Comparative pan-genome analysis of E. coli pathotypes is rapidly becoming part of many outbreak investigations (30, 31). This level of analysis includes the core genome as well as the distinct genes. Unassembled WGS data in various forms have already been useful for the characterization of strains in outbreaks for E. coli (32). However, to be able to be used as an efficient and high-resolution standard typing method for routine outbreak surveillance, further refinement is necessary. WGS is still laborious and time-consuming and continues to require substantial computer resources as well as bioinformatics training for compilation of useful data for routine surveillance (33, 34). Until the laboratory and bioinformatic limitations with WGS are overcome and it becomes useful as a standard practice, rapid molecular typing methods are still required to provide more information for a strain and species than routine typing.

The FDA-ECID array was designed for molecular serotyping and detection of virulence genes, as well as 41,932 genic regions, enabling the array to provide genome-wide characterization of E. coli strains. The overall time from genomic DNA to analyzed data is less than 24 h, with only 2 h of actual hands-on time required. Current protocols for E. coli detection, isolation, and identification from foods include a combination of bacteriological culture-based enrichments, biochemical, immunological, and molecular methods, and serotyping using specific antisera (35). These methods are time-consuming, have logistical constraints when processing large numbers of samples, and may not be fully reliable due to limited sensitivity.

Molecular-based methods, such as PCR and immunological assays (36, 37), have been used to determine a limited number of E. coli serotypes. The major limitation of using PCR and Luminex-based assays for molecular serogrouping is the presence of over 220 O-antigen types in E. coli and Shigella spp. While other highly parallel molecular serotyping methods are available, they are limited in their number of targets relative to the microarray (500 Luminex targets versus 50,000 Affymetrix targets). Therefore, multiple independent assays would need to be performed for serotyping, virulence, and subtyping.
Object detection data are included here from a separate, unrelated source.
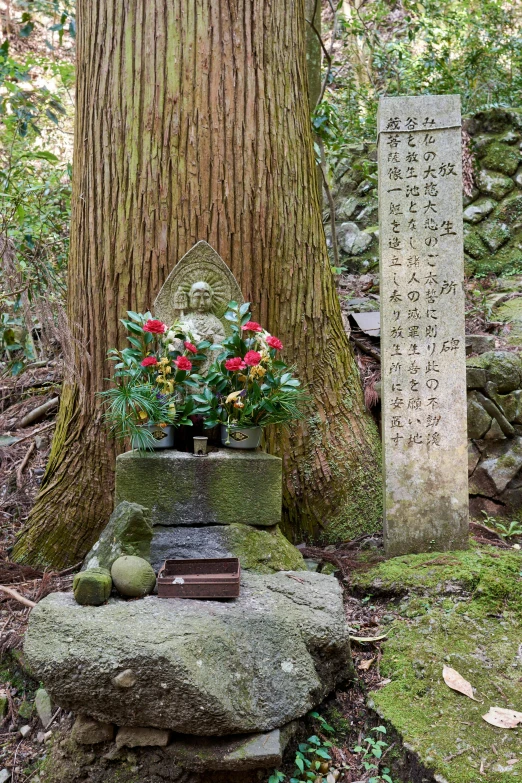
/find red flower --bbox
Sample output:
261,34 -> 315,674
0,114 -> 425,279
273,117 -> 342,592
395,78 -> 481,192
225,356 -> 246,372
174,356 -> 192,372
266,335 -> 283,351
241,321 -> 263,332
243,351 -> 261,367
143,318 -> 167,334
141,356 -> 158,367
In a recent study, the significance of accurate identification of O types was noted by showing that the O-antigen cluster-based diversification of E. coli is lineage dependent (38). In combination, certain O and H types are associated with bacterial clones that cause specific kinds of disease (39). Therefore, serotype information can be used for evaluating the disease potential in humans along with virulence marker information during epidemiological outbreak investigations. The array was able to simultaneously assay for 152 O types and identified the O types for 99 of the 103 strains investigated in this study, with the four nontypeable strains due to the lack of representation of their specific O types on the array. In a recent publication (27), we have shown the practical applications of this array for molecular serotyping of STEC isolated from fresh produce. In comparison to traditional serotyping, which may take from a few days to weeks to complete and is limited due to the number of available antisera as well as cross-reactivity issues, the FDA-ECID array was shown to be an effective alternative. The array was able to molecularly serotype produce STEC strains, many of which could not be serotyped or had only partial serotypes based on antisera.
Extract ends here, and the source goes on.